The report said that a focus on tight monetary policy must continue so that inflationary expectations were contained and second-round impacts of these shocks from high food inflation did not permeate to underlying inflationary pressures in the economy.
It said that at least a part of the deceleration in the private sector credit growth seen in FY07 might not persist in FY08.
“The high reserve money growth in FY07, together with the rising demand for private sector credit, raises the risk to a strong resurgence in excess aggregate demand, and consequently inflationary pressures in 2008,” said the report.
The State Bank looks fixed in a situation which finally leads to undesired monetary results. The report said that a large foreign exchange inflow (both in the government and the private sector) had led to a significant increase in NFA (Net Foreign Assets). If not mopped up, these would force the rupee to appreciate and spur undesirable growth in reserve money. Furthermore, attempts for sterilisation would lead to higher interest rates and further inflows.
The report expressed concerns over the current account deficit during the fiscal year 2006-07 which was expected to rise to 4.8 per cent of GDP, up from the earlier forecast of 4.5 per cent. However, the SBP was satisfied with the strong tax growth and hoped that 4.2 per cent of the GDP fiscal deficit target would be met.
It said the GDP growth would exceed the seven per cent target because of higher agriculture growth. The agricultural growth may cross the annual growth target of 4.5 per cent.
The industrial growth is expected to be stronger than the previous year, although it may not touch the FY07 target. Similarly, the services sector was likely to continue its growth momentum for yet another year.
Considering record subsidised loans for the textile sector, the SBP report said that huge liquidity had diluted the impact of tight monetary policy.
“A total of Rs332.8 billion during Jul-April 28 of FY07 was the gross disbursement from refinancing facility. This support also diluted the monetary stance of the SBP,” the report said.
It suggests that the textile industry needs to be more competitive as it faces increased competition in international markets after the abolition of China-specific textile and clothing safeguards by the EU and the US in 2008.

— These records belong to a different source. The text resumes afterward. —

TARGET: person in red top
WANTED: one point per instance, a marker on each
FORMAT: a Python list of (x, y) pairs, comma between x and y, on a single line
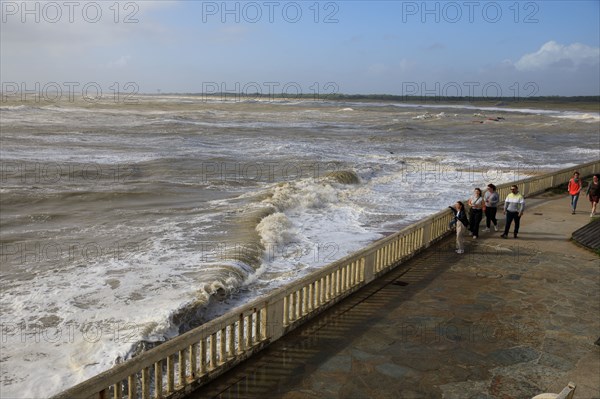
[(574, 188)]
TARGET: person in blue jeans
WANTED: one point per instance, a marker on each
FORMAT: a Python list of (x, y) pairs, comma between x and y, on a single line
[(514, 205)]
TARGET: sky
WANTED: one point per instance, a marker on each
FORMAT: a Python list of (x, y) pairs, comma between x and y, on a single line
[(435, 48)]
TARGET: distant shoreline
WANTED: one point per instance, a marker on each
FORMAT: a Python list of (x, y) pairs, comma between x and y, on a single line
[(568, 103), (557, 103)]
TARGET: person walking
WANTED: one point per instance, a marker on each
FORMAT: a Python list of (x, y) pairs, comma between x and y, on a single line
[(461, 221), (491, 199), (476, 212), (514, 205), (574, 188), (593, 193)]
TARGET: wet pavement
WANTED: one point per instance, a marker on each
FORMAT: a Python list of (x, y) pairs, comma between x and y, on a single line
[(510, 318)]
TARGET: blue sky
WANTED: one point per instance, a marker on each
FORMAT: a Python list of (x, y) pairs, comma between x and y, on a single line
[(391, 47)]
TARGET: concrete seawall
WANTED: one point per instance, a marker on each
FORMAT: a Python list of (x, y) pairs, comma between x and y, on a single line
[(508, 319)]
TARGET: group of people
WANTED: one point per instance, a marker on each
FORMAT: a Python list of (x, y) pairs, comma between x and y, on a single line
[(592, 192), (487, 204), (514, 205)]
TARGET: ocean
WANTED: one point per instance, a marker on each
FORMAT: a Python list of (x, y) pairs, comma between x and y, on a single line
[(123, 225)]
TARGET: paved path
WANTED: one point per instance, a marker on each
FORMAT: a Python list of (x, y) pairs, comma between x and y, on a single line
[(507, 319)]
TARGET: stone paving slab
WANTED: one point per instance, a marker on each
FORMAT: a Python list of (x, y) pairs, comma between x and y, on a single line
[(508, 319)]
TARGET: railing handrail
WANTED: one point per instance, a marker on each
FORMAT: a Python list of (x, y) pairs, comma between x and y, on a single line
[(291, 299)]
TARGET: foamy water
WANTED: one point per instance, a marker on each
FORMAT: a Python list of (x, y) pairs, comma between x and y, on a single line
[(127, 225)]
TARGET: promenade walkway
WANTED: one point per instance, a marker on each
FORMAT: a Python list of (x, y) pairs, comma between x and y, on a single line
[(507, 319)]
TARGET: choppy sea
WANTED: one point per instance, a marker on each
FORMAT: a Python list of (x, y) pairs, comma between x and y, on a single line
[(125, 225)]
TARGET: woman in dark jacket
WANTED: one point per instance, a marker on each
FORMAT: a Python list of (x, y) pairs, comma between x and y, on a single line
[(462, 222)]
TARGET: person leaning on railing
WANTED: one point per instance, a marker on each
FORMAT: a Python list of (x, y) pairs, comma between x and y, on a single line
[(593, 193), (462, 222), (574, 188), (491, 199), (514, 205)]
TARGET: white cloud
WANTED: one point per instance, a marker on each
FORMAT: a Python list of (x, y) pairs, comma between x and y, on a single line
[(556, 55), (121, 62)]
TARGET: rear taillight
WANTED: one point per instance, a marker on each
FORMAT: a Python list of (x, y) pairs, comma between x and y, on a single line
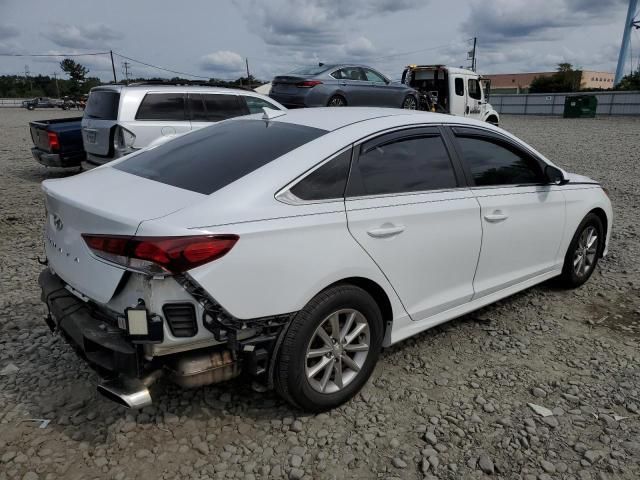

The State Bank warned that relying on external flows of foreign exchange could be harmful. “It is a source of comfort that the monthly growth in the current account deficit continues to decelerate, and that the current account deficit is likely to be comfortably financed in the short-run, particularly given strong international liquidity flows towards emerging markets,” the report added.
“However, it should also be kept in mind that international capital flows can be volatile, and are sensitive to a host of domestic and global factors (both economic as well as political),” warned the report.